The influenza vaccine is the best preventive measure, especially recommended for people older than 65 years, people with chronic diseases and conditions of reduced immunity, as well as for children under 2 years of age. Vaccination against influenza is not a 100% guarantee that the vaccinated person will not get sick from the flu, but even if get a flu, it will be in a milder form and the risk of complications will be significantly reduced. The usage of drugs for the prevention of flu or influenza-like illness is not recommended.

General prevention measures

The general measures for protection against influenza are measures that target all acute respiratory diseases and can be of great benefit, especially if they are applied throughout the winter period:

  • Avoid gathering and staying in rooms where more people are staying, especially avoiding close contact with people who are sick or suspicious – coughing, sneezing, having fever;
  • Often wash your hands with water and soap or disinfectant!
  • Heat the living rooms and frequent ventilation!
  • It is recommended warm, layered dressing, warm baths!
  • Drink warm drinks (teas and soups), fruit juices, lemon water.
  • Take fresh products rich in vitamins and minerals, the best fruits and vegetables that are indispensable to the body.

Vitamin C rich products (citrons, lemons, oranges, peppers) are especially desirable. Multivitamin beverages and preparations can also be used if fresh food products are not always available.
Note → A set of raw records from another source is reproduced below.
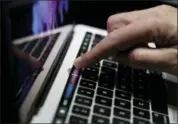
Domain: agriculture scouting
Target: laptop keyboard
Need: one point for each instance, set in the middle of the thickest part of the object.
(108, 92)
(40, 47)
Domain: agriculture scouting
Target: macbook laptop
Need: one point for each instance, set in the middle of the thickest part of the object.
(106, 92)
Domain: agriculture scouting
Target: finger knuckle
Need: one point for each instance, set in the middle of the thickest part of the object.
(110, 20)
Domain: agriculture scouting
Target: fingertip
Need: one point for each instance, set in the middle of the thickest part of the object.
(78, 63)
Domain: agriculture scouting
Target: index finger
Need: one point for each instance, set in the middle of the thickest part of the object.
(118, 40)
  • Propolis, echinacea, honey, ginger, garlic, etc. can be used as additional resources.
  • Practicing a healthy lifestyle and healthy habits, including good sleep and rest, healthy food, maintain physical and psychological activity, reduce stress. Strong immunity will help you stay healthy or easier to deal with flu and flu-like illnesses.
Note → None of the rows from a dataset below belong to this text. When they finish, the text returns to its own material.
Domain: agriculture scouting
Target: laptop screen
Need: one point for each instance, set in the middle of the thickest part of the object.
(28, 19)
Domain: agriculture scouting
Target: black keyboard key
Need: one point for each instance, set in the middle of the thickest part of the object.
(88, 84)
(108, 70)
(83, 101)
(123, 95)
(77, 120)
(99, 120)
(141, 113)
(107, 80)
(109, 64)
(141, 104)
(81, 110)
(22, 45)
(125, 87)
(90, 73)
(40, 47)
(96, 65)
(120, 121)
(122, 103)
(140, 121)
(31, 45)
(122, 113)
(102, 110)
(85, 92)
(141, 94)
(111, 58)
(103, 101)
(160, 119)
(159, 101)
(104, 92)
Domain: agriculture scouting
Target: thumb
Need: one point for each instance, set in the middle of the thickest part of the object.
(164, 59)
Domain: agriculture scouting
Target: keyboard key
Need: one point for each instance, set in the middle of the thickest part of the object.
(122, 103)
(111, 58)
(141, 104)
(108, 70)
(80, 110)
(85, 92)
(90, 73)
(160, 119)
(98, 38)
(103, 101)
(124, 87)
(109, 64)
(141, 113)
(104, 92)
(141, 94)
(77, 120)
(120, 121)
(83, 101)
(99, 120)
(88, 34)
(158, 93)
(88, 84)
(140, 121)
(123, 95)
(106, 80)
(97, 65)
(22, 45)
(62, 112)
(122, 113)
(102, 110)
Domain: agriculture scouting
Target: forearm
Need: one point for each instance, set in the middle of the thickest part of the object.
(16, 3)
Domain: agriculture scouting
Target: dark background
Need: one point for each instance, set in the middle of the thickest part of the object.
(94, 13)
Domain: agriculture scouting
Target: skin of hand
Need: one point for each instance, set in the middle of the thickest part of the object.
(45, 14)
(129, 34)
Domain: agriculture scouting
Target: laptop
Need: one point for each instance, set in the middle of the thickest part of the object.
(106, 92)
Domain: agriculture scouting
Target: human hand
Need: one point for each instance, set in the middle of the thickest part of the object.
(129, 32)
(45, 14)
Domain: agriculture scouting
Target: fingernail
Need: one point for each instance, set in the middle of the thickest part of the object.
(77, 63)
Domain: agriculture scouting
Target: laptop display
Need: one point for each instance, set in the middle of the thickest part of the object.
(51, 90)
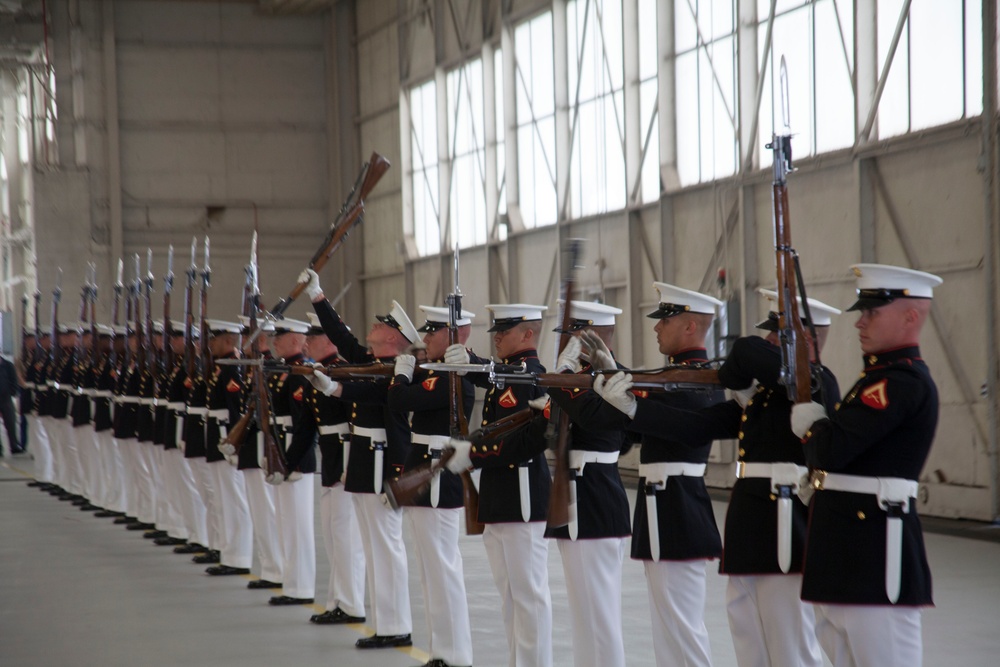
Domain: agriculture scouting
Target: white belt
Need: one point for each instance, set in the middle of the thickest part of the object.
(788, 474)
(330, 429)
(886, 489)
(578, 458)
(373, 434)
(657, 473)
(893, 494)
(432, 441)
However, even if you are perfectly healthy and have strong immunity, you may suffer from influenza or flu-like illness!


What if I get sick from the flu? How can I protect my family?

If you become ill from a flu or flu-like illness, then follow the following recommendations:

  • Stay home and do not go to work, school, or wherever there are many people!
  • Relax and take lots of fluids and light foods!
  • Avoid close contacts with people you live with, do not receive visits while you are ill!
  • Place a mask / handkerchief on your mouth and nose when contacting your dear ones at home when coughing and sneezing!
  • Wash your hands with warm water and soap – often thoroughly, especially after sneezing or coughing!
  • Use wet wipes that contain alcohol or hand disinfectant!
  • Avoid touching your eyes, nose, and mouth with your hands!
  • Remove or disinfect contaminated objects from the environment adequately!
  • Ventilate frequently the room where you are staying while you are ill!
  • Maintain clean environment – items, surfaces with household hygiene!
  • If you are over 65 years old or have chronic illnesses, or if symptoms of the disease worsen or last more days – seek medical attention!